Dad was in 7th heaven!
One of the surprising facts we learned about Victoria, is that it’s the capital of British Columbia - not Vancouver, as you might expect. It’s hard to think of it as a city, as the atmosphere is so relaxed and there are very few high-rise buildings. Many historical building facades have been maintained and the beautiful parliment building, with its statue of Queen Victoria, stands imposingly in front of the harbour.
We took the obligatory bus tour on our first day to learn a bit more about the city and surrounding area, and find places we might want to re-visit.
We couldn’t wait to get back to the Fisherman’s Wharf, which was only a 5 minute walk from the hotel (about a 15 minutes walk from the inner harbour).
A working harbour at one end and a residential and tourist attraction at the other. The eastern end pontoons are surrounded by brightly coloured floating food kiosks, shops and privately owned houseboats called float homes. There’s even a B&B float home that you can stay in. It’s like no other place I’ve been - so pretty. It must be strange having a home here, but each one is lovingly painted and decorated.
There’s lots of eateries, so we had lunch there. I can highly recommend a Margherita pizza from the Pirate Pizza Company and the mini doughnuts from the pretty Sweets kiosk. Dad had a spicy prawn cocktail from the Mexican Seafood kiosk.
Beacon Hill Park is 200 acres of beautiful parkland. There’s lots of footpaths linking various sports fields, playgrounds, water parks, gardens and lakes. We even saw several deer roaming freely.
Remarkably, there’s a ‘Mile 0’ statue in the park, indicating the western starting point of the Trans Canada Highway, which runs 8000 km to St John’s, Newfoundland on the east coat. It also has one of the world’s tallest free standing totem poles (127 feet).
One thing I'd promised myself was to go whale watching. I knew it wouldn’t be cheap, but the chance of seeing a whale breaching would have been worth the cost. However, having met a man who’d spent 4 hours on a small boat with people being ill all around him and no sign of a whale, we decided against it.
Note to the wise - some of the tour operators guarantee a sighting. When I asked how they could guarantee it, I was told that it was a ‘life-time guarantee’, so if I didn’t see one this time, when I returned to Victoria I would be taken out for free!

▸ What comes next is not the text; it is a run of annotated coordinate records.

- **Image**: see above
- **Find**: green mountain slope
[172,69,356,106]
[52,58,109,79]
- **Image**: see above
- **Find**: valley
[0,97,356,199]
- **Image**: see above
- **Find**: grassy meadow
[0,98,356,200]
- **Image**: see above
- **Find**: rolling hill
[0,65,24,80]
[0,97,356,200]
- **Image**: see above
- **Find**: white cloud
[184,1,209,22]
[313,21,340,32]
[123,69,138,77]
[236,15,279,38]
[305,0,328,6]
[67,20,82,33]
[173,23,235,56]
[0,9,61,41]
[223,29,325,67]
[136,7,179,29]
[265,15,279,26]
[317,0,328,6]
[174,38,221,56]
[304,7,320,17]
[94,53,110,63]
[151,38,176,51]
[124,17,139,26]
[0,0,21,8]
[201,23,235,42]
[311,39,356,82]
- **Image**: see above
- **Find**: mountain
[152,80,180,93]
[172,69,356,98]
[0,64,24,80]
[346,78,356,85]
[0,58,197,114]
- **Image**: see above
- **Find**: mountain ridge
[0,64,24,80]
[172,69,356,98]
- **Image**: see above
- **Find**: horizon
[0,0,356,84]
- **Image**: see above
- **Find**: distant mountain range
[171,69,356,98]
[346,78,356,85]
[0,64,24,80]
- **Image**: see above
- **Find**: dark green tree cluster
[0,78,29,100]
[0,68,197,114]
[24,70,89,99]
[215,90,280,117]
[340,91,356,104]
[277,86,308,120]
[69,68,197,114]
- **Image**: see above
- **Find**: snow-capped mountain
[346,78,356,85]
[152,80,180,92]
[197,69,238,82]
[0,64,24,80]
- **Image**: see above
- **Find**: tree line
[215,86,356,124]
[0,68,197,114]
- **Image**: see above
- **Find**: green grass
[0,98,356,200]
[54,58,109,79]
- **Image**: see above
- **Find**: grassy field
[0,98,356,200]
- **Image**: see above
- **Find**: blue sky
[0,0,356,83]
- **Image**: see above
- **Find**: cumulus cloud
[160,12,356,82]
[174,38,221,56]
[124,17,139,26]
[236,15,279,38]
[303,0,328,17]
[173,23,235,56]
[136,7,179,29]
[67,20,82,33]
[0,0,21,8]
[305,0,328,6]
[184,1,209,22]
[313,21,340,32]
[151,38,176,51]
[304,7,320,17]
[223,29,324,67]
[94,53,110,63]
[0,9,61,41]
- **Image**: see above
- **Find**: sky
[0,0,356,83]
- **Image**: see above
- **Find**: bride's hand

So, instead of whale watching, we headed to Oak Bay about a 10-15 minutes drive from Victoria. It’s quite a big area, but we focused our time around the marina, spending a couple of hours looking at the boats and talking to owners. Dad was in his element. We even found a boat exactly like one he bought about 40 years ago.
We had lunch at the Marina Dockside Eatery which served delicious food. The gluten free peanut butter cookies were so good we brought a few home. Then we wandered along the shoreline where we saw a couple of seals playing in the shallows. Who needs humpbacks and orcas, anyway?

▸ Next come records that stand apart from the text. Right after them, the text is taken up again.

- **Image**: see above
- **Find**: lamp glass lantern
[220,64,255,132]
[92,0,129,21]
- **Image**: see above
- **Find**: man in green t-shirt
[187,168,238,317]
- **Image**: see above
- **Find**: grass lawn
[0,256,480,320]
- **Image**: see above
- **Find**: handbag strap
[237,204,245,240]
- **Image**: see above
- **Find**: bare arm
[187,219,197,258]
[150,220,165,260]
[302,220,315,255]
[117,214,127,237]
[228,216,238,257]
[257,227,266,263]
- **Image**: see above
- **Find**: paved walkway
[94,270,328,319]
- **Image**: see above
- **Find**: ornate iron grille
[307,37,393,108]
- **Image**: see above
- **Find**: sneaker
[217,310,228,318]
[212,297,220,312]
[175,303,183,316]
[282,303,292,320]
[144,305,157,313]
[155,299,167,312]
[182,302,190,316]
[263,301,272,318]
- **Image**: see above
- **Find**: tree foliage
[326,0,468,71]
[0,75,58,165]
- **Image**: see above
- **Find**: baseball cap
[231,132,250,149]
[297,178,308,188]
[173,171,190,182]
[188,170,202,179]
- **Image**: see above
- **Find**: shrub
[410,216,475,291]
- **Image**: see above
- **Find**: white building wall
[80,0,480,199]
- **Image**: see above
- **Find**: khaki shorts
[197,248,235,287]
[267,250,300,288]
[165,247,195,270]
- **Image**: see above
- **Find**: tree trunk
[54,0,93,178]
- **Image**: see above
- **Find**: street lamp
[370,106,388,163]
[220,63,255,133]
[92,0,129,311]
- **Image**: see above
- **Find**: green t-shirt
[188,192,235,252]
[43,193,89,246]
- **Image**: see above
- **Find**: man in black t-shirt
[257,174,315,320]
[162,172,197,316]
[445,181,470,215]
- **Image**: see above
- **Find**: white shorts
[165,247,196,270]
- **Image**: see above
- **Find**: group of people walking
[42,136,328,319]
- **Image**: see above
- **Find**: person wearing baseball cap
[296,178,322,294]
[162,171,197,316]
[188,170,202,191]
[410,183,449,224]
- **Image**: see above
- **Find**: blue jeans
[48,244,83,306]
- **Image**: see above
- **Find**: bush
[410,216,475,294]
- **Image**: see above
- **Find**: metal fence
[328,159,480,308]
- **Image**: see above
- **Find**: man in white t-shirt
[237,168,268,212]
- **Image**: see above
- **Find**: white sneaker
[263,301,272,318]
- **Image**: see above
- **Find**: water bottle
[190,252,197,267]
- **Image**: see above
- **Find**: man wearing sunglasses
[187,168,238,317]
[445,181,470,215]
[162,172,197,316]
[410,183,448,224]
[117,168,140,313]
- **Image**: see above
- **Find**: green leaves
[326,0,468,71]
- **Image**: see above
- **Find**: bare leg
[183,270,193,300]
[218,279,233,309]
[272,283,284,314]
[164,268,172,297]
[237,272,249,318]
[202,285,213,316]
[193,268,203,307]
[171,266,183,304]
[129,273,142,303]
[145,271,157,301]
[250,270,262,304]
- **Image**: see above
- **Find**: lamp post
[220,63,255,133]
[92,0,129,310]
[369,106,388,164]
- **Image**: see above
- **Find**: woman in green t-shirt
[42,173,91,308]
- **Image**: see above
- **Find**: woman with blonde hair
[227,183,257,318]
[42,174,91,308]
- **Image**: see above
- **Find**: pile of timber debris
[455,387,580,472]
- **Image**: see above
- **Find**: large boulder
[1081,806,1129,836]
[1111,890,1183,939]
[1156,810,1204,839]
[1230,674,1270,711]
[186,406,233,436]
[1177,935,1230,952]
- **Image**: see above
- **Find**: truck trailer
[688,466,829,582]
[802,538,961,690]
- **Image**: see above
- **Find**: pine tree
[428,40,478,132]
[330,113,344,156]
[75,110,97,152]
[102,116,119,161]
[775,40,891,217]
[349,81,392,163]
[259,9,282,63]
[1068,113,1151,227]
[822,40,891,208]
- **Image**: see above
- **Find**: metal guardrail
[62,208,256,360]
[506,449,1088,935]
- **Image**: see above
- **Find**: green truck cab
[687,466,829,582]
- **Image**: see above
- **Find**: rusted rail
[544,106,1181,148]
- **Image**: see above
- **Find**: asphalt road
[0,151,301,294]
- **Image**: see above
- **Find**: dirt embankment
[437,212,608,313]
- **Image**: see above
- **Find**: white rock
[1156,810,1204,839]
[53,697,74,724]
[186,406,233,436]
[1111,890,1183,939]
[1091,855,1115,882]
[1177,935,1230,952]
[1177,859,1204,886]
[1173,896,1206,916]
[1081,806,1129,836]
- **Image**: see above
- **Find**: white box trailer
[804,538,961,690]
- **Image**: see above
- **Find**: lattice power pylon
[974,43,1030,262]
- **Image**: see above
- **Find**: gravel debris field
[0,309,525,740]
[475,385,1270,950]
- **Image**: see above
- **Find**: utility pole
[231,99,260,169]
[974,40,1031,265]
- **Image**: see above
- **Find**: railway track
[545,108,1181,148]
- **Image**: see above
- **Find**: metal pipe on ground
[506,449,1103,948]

An intriguing sight was the amount of driftwood on the beaches. There were literally tree trunks everywhere. It was the same in Vancouver city. Apparently, it’s due to the severe storms they get up-rooting huge trees along the shoreline, which create large floating sea hazards and wash up on the beaches.
With the weather changing and sky looking ominous, we headed back to the bus stop and passed this beautiful example of First Nation artwork, created from metal. Clearly, a great resting place for passing birds.

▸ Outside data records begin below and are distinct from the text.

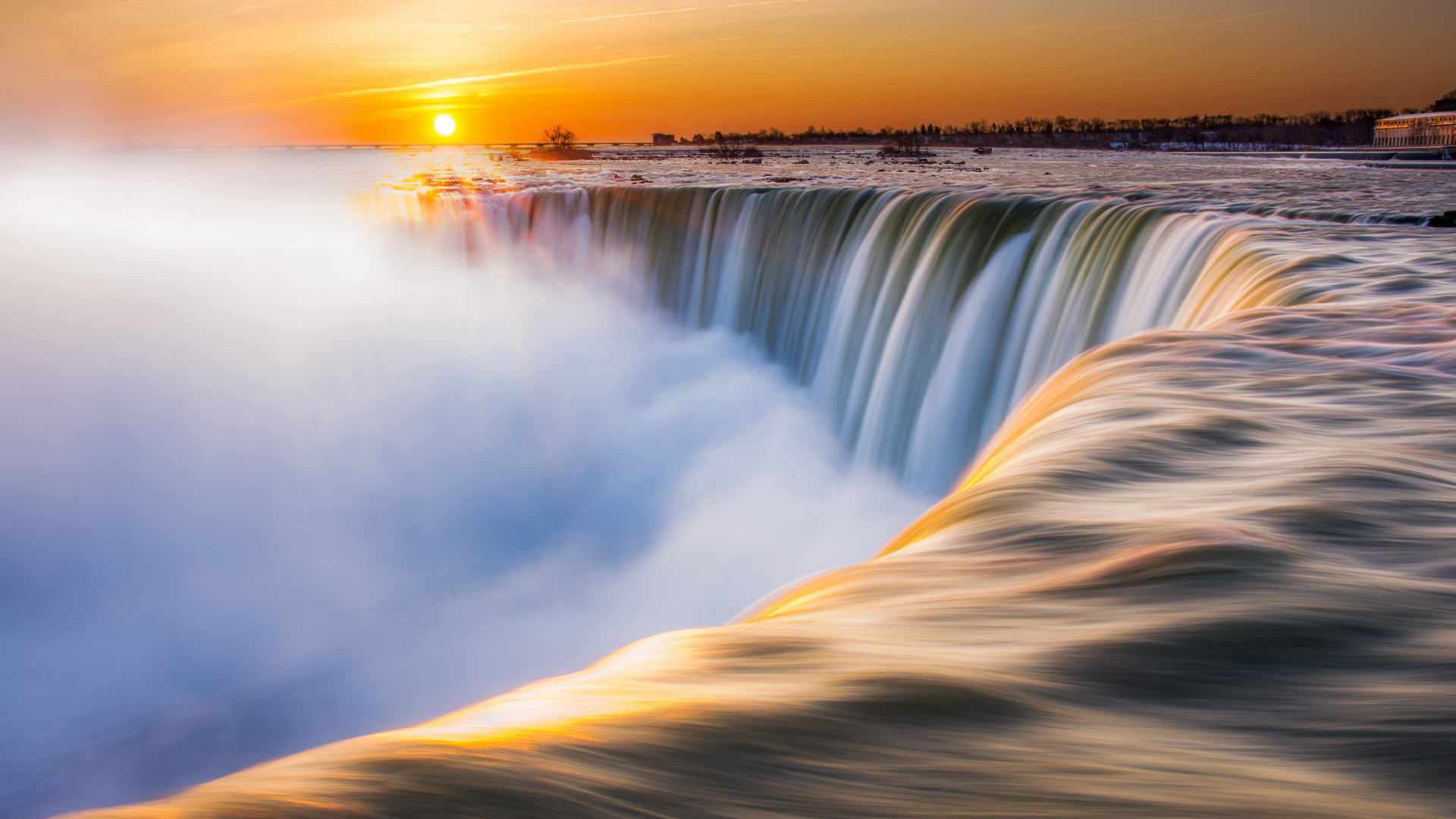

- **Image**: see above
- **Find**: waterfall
[396,187,1310,494]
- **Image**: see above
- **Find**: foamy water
[6,148,1456,817]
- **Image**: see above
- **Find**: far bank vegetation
[527,125,592,158]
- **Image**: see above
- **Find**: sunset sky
[0,0,1456,144]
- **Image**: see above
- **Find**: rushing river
[0,150,1456,819]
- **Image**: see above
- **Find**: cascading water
[393,187,1316,493]
[20,149,1456,819]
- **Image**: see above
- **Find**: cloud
[1198,9,1288,27]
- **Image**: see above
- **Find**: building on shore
[1374,111,1456,147]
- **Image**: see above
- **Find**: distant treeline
[679,108,1420,150]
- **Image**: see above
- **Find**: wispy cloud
[556,6,709,24]
[556,0,811,24]
[1198,9,1288,27]
[297,54,679,102]
[1102,14,1172,30]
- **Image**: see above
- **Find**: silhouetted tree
[541,125,576,150]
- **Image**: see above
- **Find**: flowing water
[8,152,1456,819]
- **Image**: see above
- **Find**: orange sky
[0,0,1456,144]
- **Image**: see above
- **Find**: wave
[59,181,1456,819]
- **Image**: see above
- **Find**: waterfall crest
[396,187,1328,494]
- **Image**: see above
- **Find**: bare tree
[541,125,576,150]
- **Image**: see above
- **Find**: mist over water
[3,155,1456,819]
[0,154,926,816]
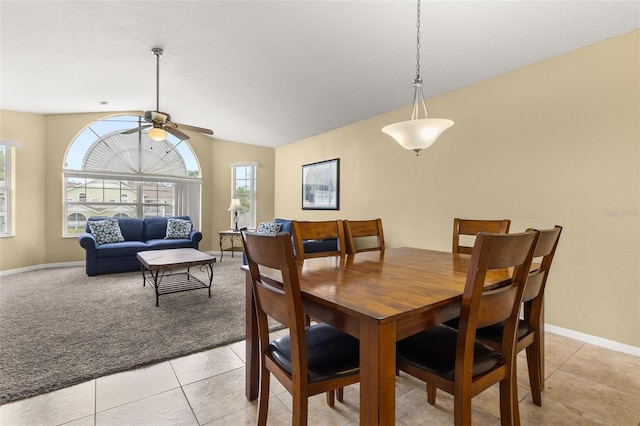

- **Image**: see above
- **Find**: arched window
[63,115,202,236]
[67,213,87,233]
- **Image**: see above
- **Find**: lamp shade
[227,198,242,212]
[149,127,167,141]
[382,118,453,154]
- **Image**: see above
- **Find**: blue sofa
[78,216,202,276]
[242,218,338,265]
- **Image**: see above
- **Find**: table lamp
[227,198,242,231]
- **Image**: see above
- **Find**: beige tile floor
[0,332,640,426]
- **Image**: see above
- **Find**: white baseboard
[0,262,640,358]
[544,324,640,357]
[0,260,84,277]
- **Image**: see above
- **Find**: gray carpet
[0,256,264,404]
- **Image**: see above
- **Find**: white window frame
[62,114,202,237]
[229,162,258,229]
[0,139,22,238]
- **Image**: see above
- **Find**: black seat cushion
[445,317,530,342]
[269,323,360,383]
[396,324,500,380]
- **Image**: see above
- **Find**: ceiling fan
[122,47,213,141]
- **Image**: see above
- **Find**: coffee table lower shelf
[137,248,216,306]
[142,270,213,306]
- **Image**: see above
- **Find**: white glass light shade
[227,198,242,212]
[149,127,167,141]
[382,118,453,155]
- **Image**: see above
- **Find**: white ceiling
[0,0,640,147]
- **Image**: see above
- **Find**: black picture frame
[302,158,340,210]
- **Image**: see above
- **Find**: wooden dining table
[246,247,511,425]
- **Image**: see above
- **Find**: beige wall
[275,31,640,347]
[0,111,275,271]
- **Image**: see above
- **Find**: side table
[218,229,242,262]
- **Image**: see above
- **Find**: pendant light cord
[416,0,420,80]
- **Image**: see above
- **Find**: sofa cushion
[143,216,191,241]
[118,217,144,241]
[87,219,124,246]
[96,241,148,259]
[165,217,193,240]
[257,222,282,235]
[273,218,293,234]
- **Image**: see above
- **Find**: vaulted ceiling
[0,0,640,147]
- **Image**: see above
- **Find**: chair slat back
[522,225,562,302]
[455,231,539,377]
[344,219,384,254]
[452,218,511,254]
[241,231,307,364]
[291,219,346,259]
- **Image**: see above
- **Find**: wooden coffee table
[137,248,216,306]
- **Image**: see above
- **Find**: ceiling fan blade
[120,124,151,135]
[172,123,213,135]
[164,126,190,141]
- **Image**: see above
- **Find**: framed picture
[302,158,340,210]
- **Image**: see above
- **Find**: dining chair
[291,219,346,260]
[396,231,539,425]
[343,219,384,254]
[451,218,511,254]
[242,231,360,425]
[477,225,562,406]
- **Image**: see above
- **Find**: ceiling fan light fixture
[149,127,167,141]
[382,0,453,156]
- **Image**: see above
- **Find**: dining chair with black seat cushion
[396,231,539,425]
[477,225,562,406]
[291,219,346,260]
[242,231,360,425]
[344,219,384,254]
[451,218,511,254]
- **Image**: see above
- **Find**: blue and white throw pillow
[88,218,124,245]
[257,222,282,235]
[164,217,193,240]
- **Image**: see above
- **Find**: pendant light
[382,0,453,156]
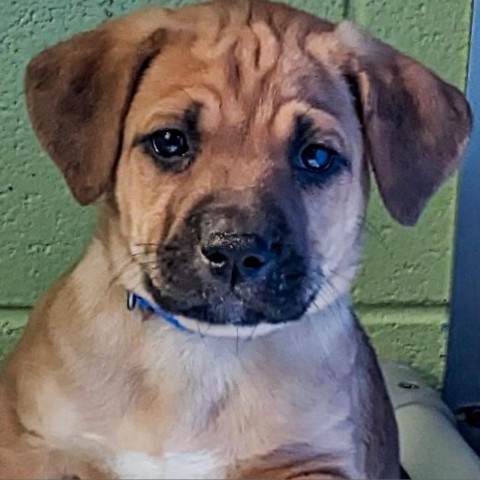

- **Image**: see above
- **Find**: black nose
[201,233,278,284]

Wherever I go, I like to sample local cuisine. There are a few Canadian must-tries, but top of the list is Poutine - French fries, covered in cheese curds and thick gravy. I know, it sounds disgusting, but don’t knock it until you’ve tried it. It’s delicious and I persuaded Dad to order some.
Now, I’ve got a healthy appetite, but my word, when they arrived we couldn’t believe the size of them. Humongous! Each bowl could easily have served two people. It was similar at Frankie’s Diner one morning. Dad ordered pancakes and got a stack with spiced apples and cream, which he couldn’t finish, and my breakfast waffle was literally the size of a dining plate. Knife and fork at the ready, I powered through - well, I didn’t know when I might eat again!
Victoria is charming and, like Vancouver, the people were warm, welcoming and prided themselves on making our stay as good as possible. Our aim was to chill out and we only saw a tiny area in the southern tip of the island. There’s a lot more to see and do around Victoria e.g. Butchart Gardens; Craigdarroch Castle; China Town; Cook Street village; and salmon fishing. And, of course, you could take the 500 km road trip to Port Hardy in the north of the island. I can only imagine the beautiful scenery and wildlife you’d see.